At the start of this month, the bank confirmed that around 1,000 broker firms had access to its mortgages via its intermediary channel, and this covered around 23,000 individual brokers.
HSBC launched its broker channel in 2014, with Countrywide Mortgage Services, and rolled out to the whole of broker market in 2021. It expanded its buy-to-let availability to brokers later that same year.
Speaking to this publication, Chris Pearson (pictured), HSBC’s UK head of intermediary mortgages, said that the decision to pivot to a broker-focused approach in 2014 was due to it being “extremely underweight” when it came to mortgages.
“We had aspirations to grow our market share and help more people onto or up the property ladder, and by providing mortgages only to those who came to us direct, we were severely limiting that potential reach and customer base.
“The majority of customers seek the advice of a broker for their mortgage and protection needs. For any lender to meaningfully grow mortgage assets they need to work side-by-side with brokers who serve those customers. So, it became a fairly obvious conclusion that we needed to partner with brokers in order to expand our distribution reach and we highly value those relationships we built,” he added.
‘Simplicity, speed and resilience’ priorities for the year
Pearson said that HSBC did not have a specific upper limit of broker firms it wanted to work with, and what was important was that “we can get to know and understand each and every firm we partner with, and that value can be added in both directions”.
“Providing our brokers with the best possible service remains paramount and so we’ve always approached our onboarding journey with an eye on our ability to service the volumes we receive.
“Brokers place their trust in lenders to provide a top class service to their customers, we need to deliver on that,” he noted.
Pearson continued that “simplicity, speed and resilience” were the “most important aspects of the platform” and it would continue to make “technical improvements” to underpin those this year.
He added that it would launch automated document verification technology to speed up turnaround times and would be bringing out a range of cashback options for remortgage cases to its product range imminently.
Pearson added that it was “no secret” that the bank was “keen” on the buy-to-let market and it would be “pushing to further enhance our visibility and participation” in this sector.
He continued that HSBC was a “people-focussed business” and he noted that the bank had have some of the very best talent in the industry both in the UK and globally, serving our brokers.
He said: “We never take our position for granted, however, and we must always continue to enhance what we do by listening to brokers and making sure our close partnerships work effectively both ways.”
“We’re 100 per cent committed to the broker market and hopefully our continued investment in people, technology, products and service is clear to see.
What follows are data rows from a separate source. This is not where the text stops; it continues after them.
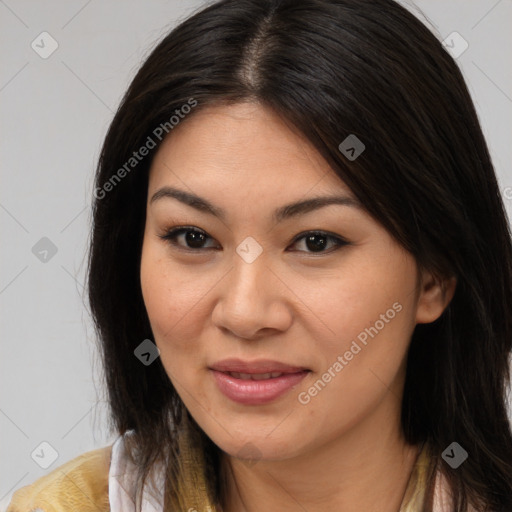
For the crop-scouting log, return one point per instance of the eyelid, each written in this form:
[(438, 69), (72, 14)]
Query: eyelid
[(171, 233)]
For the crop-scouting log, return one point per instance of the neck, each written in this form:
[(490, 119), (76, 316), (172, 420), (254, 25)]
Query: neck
[(367, 468)]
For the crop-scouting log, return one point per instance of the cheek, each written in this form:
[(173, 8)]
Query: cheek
[(172, 301)]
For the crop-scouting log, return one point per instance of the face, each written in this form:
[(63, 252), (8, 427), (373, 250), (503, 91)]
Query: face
[(281, 329)]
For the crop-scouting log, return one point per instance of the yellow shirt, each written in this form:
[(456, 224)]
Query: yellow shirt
[(81, 485)]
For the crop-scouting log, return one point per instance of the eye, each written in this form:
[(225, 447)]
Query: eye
[(193, 240), (317, 241)]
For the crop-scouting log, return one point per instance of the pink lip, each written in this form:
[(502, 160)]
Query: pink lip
[(255, 392), (258, 366)]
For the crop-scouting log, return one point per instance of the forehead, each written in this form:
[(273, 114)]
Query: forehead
[(244, 145)]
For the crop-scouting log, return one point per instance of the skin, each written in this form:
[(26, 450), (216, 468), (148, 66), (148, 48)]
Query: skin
[(344, 449)]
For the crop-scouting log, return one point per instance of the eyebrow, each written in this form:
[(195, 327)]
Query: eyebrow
[(280, 214)]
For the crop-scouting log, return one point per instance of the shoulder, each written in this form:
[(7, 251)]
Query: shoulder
[(80, 484)]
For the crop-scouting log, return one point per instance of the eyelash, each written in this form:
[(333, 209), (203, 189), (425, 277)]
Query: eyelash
[(171, 235)]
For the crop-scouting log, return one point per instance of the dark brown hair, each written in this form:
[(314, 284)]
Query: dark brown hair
[(330, 68)]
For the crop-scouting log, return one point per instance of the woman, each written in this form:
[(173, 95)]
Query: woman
[(300, 272)]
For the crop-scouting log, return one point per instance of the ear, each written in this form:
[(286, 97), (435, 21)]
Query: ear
[(435, 295)]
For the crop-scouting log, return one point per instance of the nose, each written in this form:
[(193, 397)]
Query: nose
[(253, 301)]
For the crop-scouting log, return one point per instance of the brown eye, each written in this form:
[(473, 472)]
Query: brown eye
[(191, 238), (316, 242)]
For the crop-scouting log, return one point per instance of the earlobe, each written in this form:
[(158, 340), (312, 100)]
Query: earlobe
[(435, 296)]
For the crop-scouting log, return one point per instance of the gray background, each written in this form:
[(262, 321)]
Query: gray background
[(55, 113)]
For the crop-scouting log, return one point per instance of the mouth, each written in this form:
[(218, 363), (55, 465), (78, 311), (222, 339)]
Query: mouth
[(257, 382)]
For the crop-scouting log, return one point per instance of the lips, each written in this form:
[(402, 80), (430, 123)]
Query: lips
[(256, 382), (260, 366)]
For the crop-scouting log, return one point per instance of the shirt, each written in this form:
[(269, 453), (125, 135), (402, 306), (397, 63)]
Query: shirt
[(103, 480)]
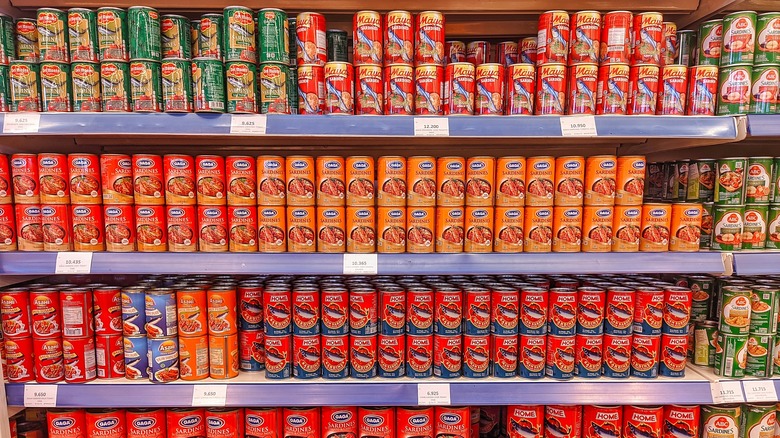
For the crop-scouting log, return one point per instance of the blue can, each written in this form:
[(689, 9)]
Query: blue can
[(161, 316), (136, 357), (163, 359), (133, 312)]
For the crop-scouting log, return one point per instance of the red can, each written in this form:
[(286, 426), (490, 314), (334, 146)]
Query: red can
[(612, 90), (672, 89), (521, 89), (368, 93), (551, 89), (399, 38), (429, 80), (616, 37), (583, 79), (429, 38), (490, 90), (459, 88), (553, 38)]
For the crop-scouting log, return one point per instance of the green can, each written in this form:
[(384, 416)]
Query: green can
[(145, 85), (144, 25), (208, 85), (730, 181), (24, 77), (115, 84), (56, 89), (273, 36), (739, 38), (211, 44), (82, 35), (86, 86), (239, 35), (338, 45), (241, 87), (175, 37), (177, 85), (53, 35)]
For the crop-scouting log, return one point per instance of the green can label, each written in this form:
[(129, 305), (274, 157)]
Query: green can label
[(82, 32), (86, 86)]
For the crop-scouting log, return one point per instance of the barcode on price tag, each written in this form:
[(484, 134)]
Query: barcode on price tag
[(73, 263)]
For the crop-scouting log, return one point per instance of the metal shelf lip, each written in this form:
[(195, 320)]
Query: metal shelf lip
[(43, 263)]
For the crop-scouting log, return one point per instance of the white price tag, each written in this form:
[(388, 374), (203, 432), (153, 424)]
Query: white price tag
[(360, 264), (759, 391), (40, 396), (433, 394), (726, 392), (431, 127), (209, 395), (73, 263), (248, 124), (578, 126), (21, 123)]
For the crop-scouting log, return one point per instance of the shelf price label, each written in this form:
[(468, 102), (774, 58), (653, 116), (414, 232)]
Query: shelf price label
[(21, 123), (433, 394), (248, 124), (431, 127), (209, 395), (360, 264), (40, 396), (759, 391), (73, 263), (578, 126)]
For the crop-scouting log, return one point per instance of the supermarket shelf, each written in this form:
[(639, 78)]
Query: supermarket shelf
[(42, 263)]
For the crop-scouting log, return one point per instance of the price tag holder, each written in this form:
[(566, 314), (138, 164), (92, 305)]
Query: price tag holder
[(578, 126), (73, 263), (209, 395), (40, 396), (21, 123), (360, 264), (433, 394), (248, 124), (759, 391), (431, 127), (726, 392)]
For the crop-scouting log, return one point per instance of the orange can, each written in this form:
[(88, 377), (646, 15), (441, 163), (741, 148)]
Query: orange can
[(330, 229), (540, 172), (510, 179), (451, 179), (686, 227), (300, 229), (600, 176), (300, 180), (625, 228), (480, 181), (656, 219), (630, 183), (271, 230), (597, 228), (569, 177), (421, 175), (419, 229), (391, 179), (391, 225), (508, 229), (360, 181), (270, 176), (449, 229), (193, 357), (567, 229), (537, 229), (361, 229), (479, 229)]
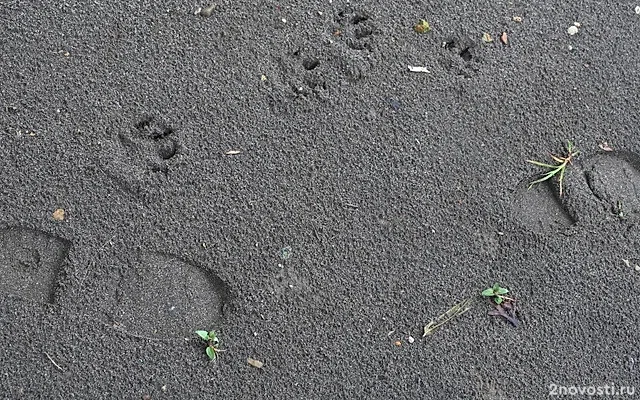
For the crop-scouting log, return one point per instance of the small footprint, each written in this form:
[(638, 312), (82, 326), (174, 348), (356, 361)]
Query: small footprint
[(141, 157), (162, 297), (30, 262), (614, 178)]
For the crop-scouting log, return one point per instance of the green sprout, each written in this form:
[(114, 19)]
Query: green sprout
[(559, 168), (497, 293), (213, 343)]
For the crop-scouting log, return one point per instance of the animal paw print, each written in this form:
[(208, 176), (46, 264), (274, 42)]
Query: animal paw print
[(605, 186), (141, 158)]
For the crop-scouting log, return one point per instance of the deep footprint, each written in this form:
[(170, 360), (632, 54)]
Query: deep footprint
[(539, 208), (30, 262), (165, 297), (614, 178)]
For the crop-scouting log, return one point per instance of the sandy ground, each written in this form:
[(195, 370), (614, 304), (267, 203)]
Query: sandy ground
[(275, 172)]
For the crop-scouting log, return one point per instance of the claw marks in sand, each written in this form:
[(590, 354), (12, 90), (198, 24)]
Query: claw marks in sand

We’re here to stay.”
PT market ‘strong opportunity’ and developing new lead sources crucial
Pearson said that the overall market was “certainly challenging at the moment” and the indications were that the mortgage market would see a reduction in gross lending versus last year.
He noted that “setting up to thrive in 2023 is going to be key”, especially in a high-rate environment that many have not been accustomed to for a while.
“The product transfer market will present a strong opportunity of course, as will ensuring customers are property protected or indeed remain protected where every penny counts in the household budget.
“Exercising the ‘muscle’ around developing new lead sources, being vocal on your social media and marketing feeds etc or simply getting your ‘elbows out’ to win every drop of new business is going to be required,” Pearson added.
Pearson said that he didn’t have any concerns around Consumer Duty, adding that the brokers he had spoken to about it were “making great steps to get prepared” along with HSBC.
He continued that the regulation was a “big piece of work”, but it was an “opportunity to revisit how we work together in the best interests of the customer”.